In an optimistic lock (CAS: Compare And Swap), for example, an application acquires a record R1 to be updated and its version number R1_V1 from a perpetuation device (storage) before starting the transaction TX1. Further, the application updates the record R1 on a process memory, and increments the version number to R1_V2. Then, the application writes the updated record R1 and the version number R1_V2 into the storage. The storage compares (Compare) the “inputted version number R1_V2” with the “version number of record R1”. If the version number of record R1 remains the same as R1_V1, then it writes (Swap) the record R1 and the version number R1_V2 into itself, whereby the commitment succeeds. Otherwise, the other transaction TX2 aborts after determining that the record R1 is updated, whereby the commitment fails.
Because the optimistic lock does not need any lock mechanism and transaction management mechanism (TP monitors and the like), there is a merit that the transaction concurrent execution control system becomes a simple implement. Further, because a commitment success or failure is determined at the time of finally writing the record and the like into the perpetuation device, a plurality of transactions can concurrently access the same record for reference, thereby greatly improving the processing throughput of a user reference request in WEB systems.

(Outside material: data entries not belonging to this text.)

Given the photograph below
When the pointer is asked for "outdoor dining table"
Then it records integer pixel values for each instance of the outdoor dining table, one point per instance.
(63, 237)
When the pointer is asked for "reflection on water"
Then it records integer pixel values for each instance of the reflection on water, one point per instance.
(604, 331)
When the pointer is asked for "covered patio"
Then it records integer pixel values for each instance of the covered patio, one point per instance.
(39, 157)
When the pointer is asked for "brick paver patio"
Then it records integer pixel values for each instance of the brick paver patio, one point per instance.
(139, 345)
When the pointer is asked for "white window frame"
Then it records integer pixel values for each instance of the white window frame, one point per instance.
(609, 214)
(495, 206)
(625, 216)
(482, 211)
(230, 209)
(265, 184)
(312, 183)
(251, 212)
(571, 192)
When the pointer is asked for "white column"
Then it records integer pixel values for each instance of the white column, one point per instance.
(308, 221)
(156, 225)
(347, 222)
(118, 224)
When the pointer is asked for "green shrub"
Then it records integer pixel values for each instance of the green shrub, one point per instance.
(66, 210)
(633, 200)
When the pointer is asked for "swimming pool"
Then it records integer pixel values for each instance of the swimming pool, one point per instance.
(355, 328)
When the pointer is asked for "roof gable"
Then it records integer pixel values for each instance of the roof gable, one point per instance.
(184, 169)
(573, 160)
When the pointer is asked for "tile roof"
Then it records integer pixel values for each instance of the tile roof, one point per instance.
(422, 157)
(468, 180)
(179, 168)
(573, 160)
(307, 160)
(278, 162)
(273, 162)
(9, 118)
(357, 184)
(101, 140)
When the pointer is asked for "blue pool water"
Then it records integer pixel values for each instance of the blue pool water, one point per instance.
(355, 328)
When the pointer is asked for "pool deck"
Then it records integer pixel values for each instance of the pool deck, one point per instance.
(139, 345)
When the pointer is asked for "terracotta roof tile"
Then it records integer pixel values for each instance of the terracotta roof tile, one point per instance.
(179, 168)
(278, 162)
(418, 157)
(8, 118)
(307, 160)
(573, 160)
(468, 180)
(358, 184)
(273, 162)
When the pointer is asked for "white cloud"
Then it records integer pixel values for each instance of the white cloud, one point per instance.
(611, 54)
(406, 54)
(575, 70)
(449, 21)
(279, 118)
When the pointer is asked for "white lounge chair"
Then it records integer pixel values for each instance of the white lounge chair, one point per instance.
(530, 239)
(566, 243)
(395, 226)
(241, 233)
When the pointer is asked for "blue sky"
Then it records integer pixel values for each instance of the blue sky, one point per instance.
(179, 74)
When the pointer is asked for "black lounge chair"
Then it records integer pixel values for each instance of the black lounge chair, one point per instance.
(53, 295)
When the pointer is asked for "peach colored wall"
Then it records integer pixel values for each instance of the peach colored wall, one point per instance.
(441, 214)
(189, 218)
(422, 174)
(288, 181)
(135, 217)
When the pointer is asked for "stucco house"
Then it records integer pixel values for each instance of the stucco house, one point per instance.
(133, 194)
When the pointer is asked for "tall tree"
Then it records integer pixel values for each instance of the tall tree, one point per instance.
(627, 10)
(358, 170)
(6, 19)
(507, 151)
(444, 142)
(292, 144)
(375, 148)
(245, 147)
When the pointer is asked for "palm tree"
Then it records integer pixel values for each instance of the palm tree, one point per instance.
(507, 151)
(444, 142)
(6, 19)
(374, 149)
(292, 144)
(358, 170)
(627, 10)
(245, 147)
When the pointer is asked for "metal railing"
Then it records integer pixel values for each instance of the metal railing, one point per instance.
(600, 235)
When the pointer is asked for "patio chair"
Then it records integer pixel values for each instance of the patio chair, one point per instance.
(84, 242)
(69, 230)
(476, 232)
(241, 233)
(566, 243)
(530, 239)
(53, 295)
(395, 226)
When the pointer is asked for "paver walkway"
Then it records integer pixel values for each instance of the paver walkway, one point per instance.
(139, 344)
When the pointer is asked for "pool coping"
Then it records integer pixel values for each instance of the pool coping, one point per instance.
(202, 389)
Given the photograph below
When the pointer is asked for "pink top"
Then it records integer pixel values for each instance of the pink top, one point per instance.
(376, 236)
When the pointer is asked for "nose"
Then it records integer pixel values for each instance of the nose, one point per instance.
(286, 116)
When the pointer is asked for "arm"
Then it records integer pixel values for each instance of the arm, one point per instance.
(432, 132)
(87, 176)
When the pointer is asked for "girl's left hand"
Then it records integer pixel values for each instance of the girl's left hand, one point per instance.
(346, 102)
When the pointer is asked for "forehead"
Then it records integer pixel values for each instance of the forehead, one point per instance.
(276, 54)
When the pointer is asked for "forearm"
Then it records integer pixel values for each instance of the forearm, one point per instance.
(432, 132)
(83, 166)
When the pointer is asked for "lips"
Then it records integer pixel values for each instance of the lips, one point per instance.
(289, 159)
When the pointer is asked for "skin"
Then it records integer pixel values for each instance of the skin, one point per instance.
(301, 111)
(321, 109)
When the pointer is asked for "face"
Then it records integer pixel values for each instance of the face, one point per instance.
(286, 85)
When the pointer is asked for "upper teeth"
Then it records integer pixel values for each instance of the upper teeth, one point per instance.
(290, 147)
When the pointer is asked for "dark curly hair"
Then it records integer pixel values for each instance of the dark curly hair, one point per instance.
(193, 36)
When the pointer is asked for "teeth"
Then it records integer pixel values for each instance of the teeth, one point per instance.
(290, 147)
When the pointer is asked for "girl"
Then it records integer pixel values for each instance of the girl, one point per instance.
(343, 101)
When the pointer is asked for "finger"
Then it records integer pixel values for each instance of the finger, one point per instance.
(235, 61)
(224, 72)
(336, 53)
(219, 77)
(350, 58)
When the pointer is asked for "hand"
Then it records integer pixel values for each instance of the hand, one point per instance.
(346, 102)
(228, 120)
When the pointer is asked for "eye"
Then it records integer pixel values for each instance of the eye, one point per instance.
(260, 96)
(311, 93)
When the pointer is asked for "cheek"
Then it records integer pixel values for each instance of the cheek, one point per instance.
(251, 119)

The following Nonpatent Document 1 discloses an example of the transaction concurrent execution control system using an optimistic lock. The transaction concurrent execution system Voldemort disclosed in the Nonpatent Document 1 uses a Berkley DB as the storage. The Vodermort updates a data in its own memory space after acquiring the data to be updated inside of the transaction received from a client application, and the version number of the data. Then, at the time of writing the updated data into the Berkley DB, it determines whether or not the version number of the update data matches the acquired version number. If they are matched, then it writes, into the Berkley DB, the update data with a new version number having incremented the acquired version number. It is regarded as a commitment success when the writing is completed. If the version numbers are not matched, then it is regarded as a commitment failure.

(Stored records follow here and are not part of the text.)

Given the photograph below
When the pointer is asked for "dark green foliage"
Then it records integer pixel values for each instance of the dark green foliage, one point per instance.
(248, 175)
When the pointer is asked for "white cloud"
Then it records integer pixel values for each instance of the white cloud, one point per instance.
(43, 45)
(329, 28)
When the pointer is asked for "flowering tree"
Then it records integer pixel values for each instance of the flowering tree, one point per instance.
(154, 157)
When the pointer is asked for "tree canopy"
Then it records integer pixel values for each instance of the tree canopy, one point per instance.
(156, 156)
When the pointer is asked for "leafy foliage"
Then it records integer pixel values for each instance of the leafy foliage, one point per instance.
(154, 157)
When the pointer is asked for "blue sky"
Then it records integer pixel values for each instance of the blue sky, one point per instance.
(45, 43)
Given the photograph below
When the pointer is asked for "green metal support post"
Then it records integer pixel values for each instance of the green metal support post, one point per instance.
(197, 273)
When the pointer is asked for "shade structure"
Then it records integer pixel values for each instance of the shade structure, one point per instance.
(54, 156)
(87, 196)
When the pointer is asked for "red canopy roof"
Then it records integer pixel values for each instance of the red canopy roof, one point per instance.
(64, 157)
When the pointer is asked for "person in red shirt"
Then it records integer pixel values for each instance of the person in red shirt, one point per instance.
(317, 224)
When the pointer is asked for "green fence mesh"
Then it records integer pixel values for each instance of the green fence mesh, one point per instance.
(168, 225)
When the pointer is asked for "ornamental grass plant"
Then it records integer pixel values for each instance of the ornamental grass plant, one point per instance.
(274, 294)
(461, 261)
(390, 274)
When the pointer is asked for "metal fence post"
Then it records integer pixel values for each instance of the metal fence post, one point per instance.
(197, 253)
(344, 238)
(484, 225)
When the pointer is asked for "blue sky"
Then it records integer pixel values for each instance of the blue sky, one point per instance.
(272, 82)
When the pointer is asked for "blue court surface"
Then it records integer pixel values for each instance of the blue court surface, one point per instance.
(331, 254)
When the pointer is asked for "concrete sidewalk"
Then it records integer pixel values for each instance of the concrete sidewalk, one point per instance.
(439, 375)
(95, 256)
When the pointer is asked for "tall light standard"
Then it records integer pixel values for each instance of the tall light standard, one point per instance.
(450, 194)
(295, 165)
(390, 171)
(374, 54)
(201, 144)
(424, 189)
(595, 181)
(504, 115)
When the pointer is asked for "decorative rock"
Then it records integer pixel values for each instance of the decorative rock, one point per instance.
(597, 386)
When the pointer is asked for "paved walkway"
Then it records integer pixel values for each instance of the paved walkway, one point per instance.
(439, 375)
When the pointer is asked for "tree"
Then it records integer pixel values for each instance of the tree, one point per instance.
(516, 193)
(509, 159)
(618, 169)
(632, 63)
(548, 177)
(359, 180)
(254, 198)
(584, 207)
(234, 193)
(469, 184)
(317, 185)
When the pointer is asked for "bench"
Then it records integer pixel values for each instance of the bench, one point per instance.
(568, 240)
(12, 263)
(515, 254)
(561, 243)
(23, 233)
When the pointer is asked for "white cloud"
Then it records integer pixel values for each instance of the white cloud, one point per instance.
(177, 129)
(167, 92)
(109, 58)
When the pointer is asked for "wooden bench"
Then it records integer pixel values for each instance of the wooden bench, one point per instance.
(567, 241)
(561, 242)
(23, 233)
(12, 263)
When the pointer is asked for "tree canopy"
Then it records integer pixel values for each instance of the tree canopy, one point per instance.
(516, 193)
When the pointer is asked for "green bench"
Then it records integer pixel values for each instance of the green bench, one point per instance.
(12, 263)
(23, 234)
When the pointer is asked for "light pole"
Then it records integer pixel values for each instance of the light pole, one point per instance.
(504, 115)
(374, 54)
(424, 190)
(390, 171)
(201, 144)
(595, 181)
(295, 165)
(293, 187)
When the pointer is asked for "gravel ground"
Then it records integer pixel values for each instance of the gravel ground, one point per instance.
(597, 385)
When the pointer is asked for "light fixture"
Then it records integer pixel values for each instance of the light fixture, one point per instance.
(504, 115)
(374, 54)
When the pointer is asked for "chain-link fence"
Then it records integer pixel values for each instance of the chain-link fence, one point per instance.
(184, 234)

[Nonpatent Document 1] “Project Voldemort”, <http://project-voldemort.com/>, 2011 May 31
However, in the concurrent execution control system of Nonpatent Document 1, if the number of concurrently executed transactions increases, then there is a problem of wasting the machine resource. The reason is that a transaction does not know whether or not the commitment of another concurrently executed transaction succeeds, and thus the former transaction consumes the machine resource until its own commitment fails.